BMI slammed Pandora's purchase of the South Dakota radio station in its complaint to the court.
"Pandora's stunt makes a mockery of performing rights licenses and the rate court process. The BMI Radio Station License governs terrestrial radio station broadcasts," the complaint reads. "It does not cover performances by a primarily internet-based music streaming service that happens to own a single radio station in a city with a total population that is less than .0045 [percent] Pandora's online membership."
The National Association of Music Publishers (NMPA) has argued that songwriters are frustrated with Pandora because roughly four percent of the company’s revenue goes towards compensating them for their music, while over half of its revenue is allocated to paying recording labels and artists. The trade group contends Pandora underpays songwriters relative to the fees it pays to compensate artists and labels for the sound recordings of their songs.
Pandora argues that it just wants to compete on a level playing field with other digital radio services.
Songwriters weren't the only ones upset with the radio buy. Organizations that represent music labels, recording artists and other entities in the music industry spoke out against Pandora 's purchase and sided with songwriters.
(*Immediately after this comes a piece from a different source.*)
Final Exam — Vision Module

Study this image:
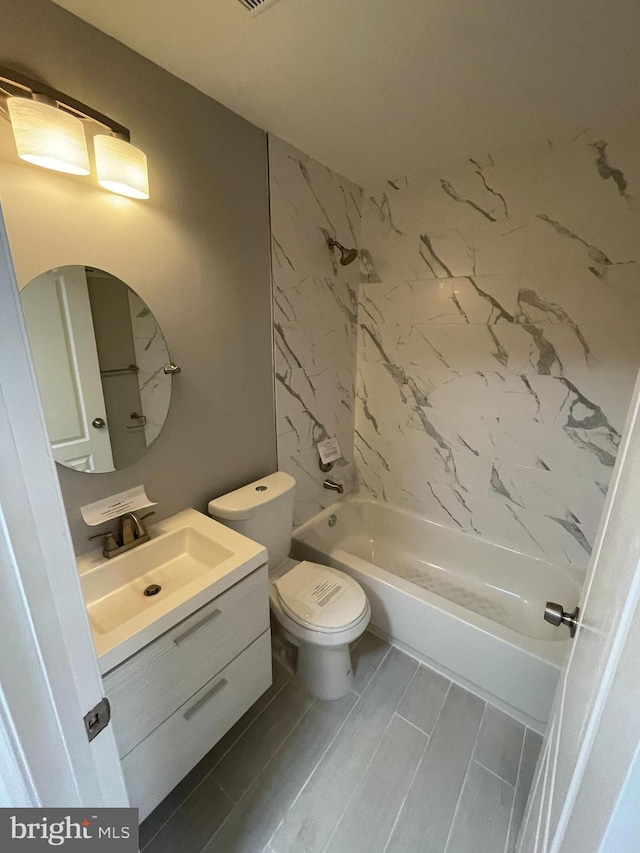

"While others negotiate with music creators as partners, Pandora has committed itself to a war on all fronts," musicFIRST, which represents musicians and artists in the recording industry, said in a blog post.
Jonathan Lamy, a spokesman for the Recording Industry Association of America, called Pandora's strategy "baffling" and said the company should focus its efforts on better monetizing its services.
"It’s further galvanizing the entire music community, which can’t help its cause with policymakers," Lamy said in an email.
Separate from its battles with songwriters in the courts, Pandora has been pressing for legislation in Congress that would modify the royalty-setting rules for Internet stations.
Last fall, Pandora lobbied for the Internet Radio Fairness Act sponsored by Rep. Jason Chaffetz (R-Utah) and Sen. Ron Wyden (D-Ore.) that would have placed Internet radio stations on the same royalty-setting standard as cable and satellite radio services, like SiriusXM, which have traditionally paid lower royalty fees than Internet radio stations.
Pandora believes this change may lower the royalty fees it pays to recording artists and music labels so they're level with the rates paid by other digital radio services.
The legislation is expected to be re-introduced sometime this year.
At an event in Washington this past fall, Pandora founder Tim Westergren said Pandora's listener base has continued to rise, but the now-publicly traded company has struggled to maintain profitability. The more listeners Pandora gains, the more royalty checks it has to write out to labels and artists.
"It's kind of a Jekyll-and-Hyde business. On the growth side, it's been a wonderful story," Westergren said. "Profitability is a different story for us. … We're really struggling to make that happen."
Critics of the IRFA, such as musicFIRST, have said that Pandora is more interested in its bottom line than fairly compensating artists, and they view the bill as a money grab.
Westergren, however, said Pandora is simply “asking for a standard parity.”